Moutier se baissa vers Jacques, l'embrassa a plusieurs reprises, puis, s'approchant d'Elfy, il lui prit les mains et les serra en souriant. Elfy le regardait avec une joyeuse satisfaction.
ELFY.—Et moi donc! quelle peur j'ai eue aussi, moi!
MOUTIER.—Une peur qui vous a donné le courage de tout braver. Vous, vous n'avez pas hésité un instant! Votre air intrépide, lorsque vous êtes entrée, m'a inspiré un véritable sentiment d'admiration, et de reconnaissance aussi, soyez-en certaine.
ELFY.—Je suis bien heureuse que vous soyez content de moi, cher monsieur Moutier. J'avais bien peur d'avoir fait une sottise.
Moutier sourit.
«Il faut que j'aille voir là-bas ce qui se passe, dit-il; je tâcherai d'abréger le plus possible, et je verrai ce que devient le pauvre Torchonnet.»

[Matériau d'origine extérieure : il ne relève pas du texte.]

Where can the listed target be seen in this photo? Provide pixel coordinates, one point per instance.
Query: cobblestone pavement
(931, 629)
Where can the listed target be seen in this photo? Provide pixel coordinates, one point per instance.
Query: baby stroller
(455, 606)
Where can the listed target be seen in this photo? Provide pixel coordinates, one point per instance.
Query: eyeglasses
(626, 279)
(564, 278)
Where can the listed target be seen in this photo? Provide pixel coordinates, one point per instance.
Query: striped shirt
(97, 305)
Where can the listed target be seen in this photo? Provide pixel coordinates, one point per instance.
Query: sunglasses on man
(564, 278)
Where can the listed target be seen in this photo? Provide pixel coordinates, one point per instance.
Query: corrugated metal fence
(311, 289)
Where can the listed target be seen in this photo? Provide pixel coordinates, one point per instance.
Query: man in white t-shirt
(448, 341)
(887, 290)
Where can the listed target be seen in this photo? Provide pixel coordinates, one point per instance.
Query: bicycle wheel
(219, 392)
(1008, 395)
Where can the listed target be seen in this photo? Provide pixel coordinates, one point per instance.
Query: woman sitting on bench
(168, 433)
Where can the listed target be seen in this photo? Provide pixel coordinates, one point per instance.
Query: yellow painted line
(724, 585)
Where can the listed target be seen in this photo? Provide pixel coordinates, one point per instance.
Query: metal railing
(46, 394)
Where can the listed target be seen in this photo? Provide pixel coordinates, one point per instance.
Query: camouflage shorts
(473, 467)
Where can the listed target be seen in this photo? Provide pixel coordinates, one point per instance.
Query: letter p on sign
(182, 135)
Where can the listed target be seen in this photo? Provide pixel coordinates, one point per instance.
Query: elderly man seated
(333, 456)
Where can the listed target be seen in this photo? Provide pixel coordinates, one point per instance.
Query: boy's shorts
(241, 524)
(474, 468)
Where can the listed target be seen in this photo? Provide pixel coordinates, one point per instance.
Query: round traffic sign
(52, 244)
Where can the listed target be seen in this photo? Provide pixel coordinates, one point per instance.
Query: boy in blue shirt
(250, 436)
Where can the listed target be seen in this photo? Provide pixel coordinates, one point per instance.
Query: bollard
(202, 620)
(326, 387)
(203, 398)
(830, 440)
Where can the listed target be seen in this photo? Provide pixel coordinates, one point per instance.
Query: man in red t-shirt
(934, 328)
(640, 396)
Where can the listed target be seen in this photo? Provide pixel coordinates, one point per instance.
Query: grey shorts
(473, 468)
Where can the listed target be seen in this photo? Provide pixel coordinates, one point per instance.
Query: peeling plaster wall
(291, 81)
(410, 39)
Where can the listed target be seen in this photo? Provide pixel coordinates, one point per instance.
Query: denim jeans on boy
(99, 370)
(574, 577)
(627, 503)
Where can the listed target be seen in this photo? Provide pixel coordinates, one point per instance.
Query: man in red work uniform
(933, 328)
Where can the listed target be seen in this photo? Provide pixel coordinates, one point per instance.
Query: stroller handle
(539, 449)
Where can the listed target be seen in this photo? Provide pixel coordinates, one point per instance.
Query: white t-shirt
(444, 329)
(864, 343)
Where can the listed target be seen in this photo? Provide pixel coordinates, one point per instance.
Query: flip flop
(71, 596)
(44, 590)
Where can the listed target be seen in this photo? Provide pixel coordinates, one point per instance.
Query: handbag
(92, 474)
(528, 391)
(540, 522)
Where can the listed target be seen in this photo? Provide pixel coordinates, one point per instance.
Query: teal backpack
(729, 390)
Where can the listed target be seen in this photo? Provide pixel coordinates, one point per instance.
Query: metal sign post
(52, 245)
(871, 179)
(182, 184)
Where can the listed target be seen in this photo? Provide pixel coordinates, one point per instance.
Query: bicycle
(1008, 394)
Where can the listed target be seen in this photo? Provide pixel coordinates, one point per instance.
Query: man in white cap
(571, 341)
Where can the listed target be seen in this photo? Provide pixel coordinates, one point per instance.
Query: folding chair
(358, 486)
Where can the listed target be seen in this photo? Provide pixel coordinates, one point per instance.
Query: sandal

JACQUES.—Voulez-vous que j'aille avec vous, mon bon ami? Cette fois il n'y aura pas de danger.
MOUTIER.—Je veux bien, mon garçon; mais que ferons-nous de Torchonnet? Si nous le menions chez le Curé?
ELFY.—Pourquoi ne l'amèneriez-vous pas ici?
MOUTIER.—Parce que votre maison n'est pas une maison de refuge, ma bonne Elfy; d'ailleurs, savons-nous ce qu'est ce malheureux garçon, et si sa société ne serait pas dangereuse pour les nôtres? Si le curé veut bien le garder, c'est tout ce qui pourrait lui arriver de plus heureux, et ce serait un moyen de le rendre bon garçon, s'il ne l'est pas encore, et plus tard un brave homme, un bon chrétien.